Was wie ein Ende aussieht, kann der Beginn von etwas ganz Neuem sein.

Als ich mit einem Künstlerehepaar durch deren Garten schlenderte, lagen an mehreren Stellen durchaus interessant wirkende Tonscherben und ich stellte bedauernd fest: „Oh, die sind wohl jemandem heruntergefallen.“ Ein verständnisloser, missbilligender Blick traf mich: „Nein, das soll so sein, das ist Kunst.“ Peinlich berührt sah ich mich als Kunstbanausin entlarvt.

Jetzt las ich von einer ganz anderen Begebenheit. An einem Verkaufsstand mit geschmückten Ostereiern erzählte die Verkäuferin: „Zuhause hängen wir immer die kaputt gegangenen Eier auf.“ Die Angesprochene hatte sichtbare Fragezeichen auf der Stirn und deshalb ergänzte die Frau: „Naja, erst bemale ich die ausgeblasenen Eier und danach steche ich das Lochmuster hinein, da kommt es schon mal zu Schwund.“

Etwas verwirrt stellte ich mir einen Osterstrauß mit kaputten Eiern vor und das passte nicht zu meinem Bild von „schöner Osterdeko“.

Andererseits:

Muss nicht alles Sein „kaputt“ gehen, um neu zu werden? Die Eischale muss brechen, wenn das neue Leben zum Vorschein kommen soll. Das Samenkorn muss „sterben“, damit Wachstum und Gedeihen möglich werden. Der Mensch muss sich verwandeln, um neu zu leben.
Muss immer alles perfekt und unveränderbar sein?

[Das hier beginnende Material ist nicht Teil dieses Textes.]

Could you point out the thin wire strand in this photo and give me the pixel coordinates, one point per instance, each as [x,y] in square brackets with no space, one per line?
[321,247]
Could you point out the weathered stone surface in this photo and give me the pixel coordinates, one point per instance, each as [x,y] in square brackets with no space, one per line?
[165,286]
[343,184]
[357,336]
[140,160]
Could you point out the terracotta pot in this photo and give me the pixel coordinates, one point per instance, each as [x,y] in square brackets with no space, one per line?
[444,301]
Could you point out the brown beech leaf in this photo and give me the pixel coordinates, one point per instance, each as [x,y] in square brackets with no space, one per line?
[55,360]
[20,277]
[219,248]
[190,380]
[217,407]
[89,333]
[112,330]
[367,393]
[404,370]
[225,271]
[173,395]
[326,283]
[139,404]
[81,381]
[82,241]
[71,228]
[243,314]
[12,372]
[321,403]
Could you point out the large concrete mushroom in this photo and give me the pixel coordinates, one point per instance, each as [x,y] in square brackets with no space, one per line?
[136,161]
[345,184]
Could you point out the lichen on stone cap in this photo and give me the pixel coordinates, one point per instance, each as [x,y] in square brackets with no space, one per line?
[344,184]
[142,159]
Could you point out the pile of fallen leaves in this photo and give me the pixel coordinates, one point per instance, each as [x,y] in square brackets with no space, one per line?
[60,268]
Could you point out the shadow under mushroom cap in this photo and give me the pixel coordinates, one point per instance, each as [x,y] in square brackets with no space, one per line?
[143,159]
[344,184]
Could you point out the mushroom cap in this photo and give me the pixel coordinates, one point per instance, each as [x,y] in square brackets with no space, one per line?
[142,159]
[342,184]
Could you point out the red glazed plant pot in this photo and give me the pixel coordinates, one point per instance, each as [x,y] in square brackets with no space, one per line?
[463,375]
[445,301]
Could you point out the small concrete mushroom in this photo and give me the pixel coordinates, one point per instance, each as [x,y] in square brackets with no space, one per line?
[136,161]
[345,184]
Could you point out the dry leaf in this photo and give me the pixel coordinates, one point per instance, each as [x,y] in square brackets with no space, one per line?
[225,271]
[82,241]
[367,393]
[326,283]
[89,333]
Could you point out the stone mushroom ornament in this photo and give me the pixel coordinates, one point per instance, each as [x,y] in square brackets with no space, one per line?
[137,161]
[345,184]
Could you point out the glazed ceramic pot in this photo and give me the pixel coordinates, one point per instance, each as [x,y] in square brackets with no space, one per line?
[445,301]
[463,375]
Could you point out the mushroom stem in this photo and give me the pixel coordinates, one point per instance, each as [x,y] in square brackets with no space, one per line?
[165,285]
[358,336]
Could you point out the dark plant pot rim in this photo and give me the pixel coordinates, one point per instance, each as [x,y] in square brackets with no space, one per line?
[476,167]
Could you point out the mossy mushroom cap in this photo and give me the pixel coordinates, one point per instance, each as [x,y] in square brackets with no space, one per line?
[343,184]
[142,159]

Die Botschaft des Osterfestes spricht von der Erfahrung dessen, was kaputt geht in unserem Leben und in unserer Welt: Vergebliche Hoffnung, dunkle Zukunft, zerstörte Orte, versehrte Natur, menschenfeindliche Strukturen.

Da wo alles verloren scheint, da liegt verborgen und klein ein neuer Anfang. Unserer Wahrnehmung nach zunächst noch unsichtbar. Doch aus den Scherben, den Resten und der Asche schafft Gott etwas nie Geahntes, nie Ersehntes, unvorstellbar Neues.

Vielleicht kann ein Strauß mit kaputten Ostereiern doch schöner sein als ich dachte?

Weil auch das Unvollkommene und Verletzte zu unserem Leben gehört. Und weil sich immer wieder zeigt: Was wie ein Ende aussieht, kann der Beginn von etwas ganz Neuem sein.

In diesem Sinn wünsche ich allen ein gesegnetes Osterfest.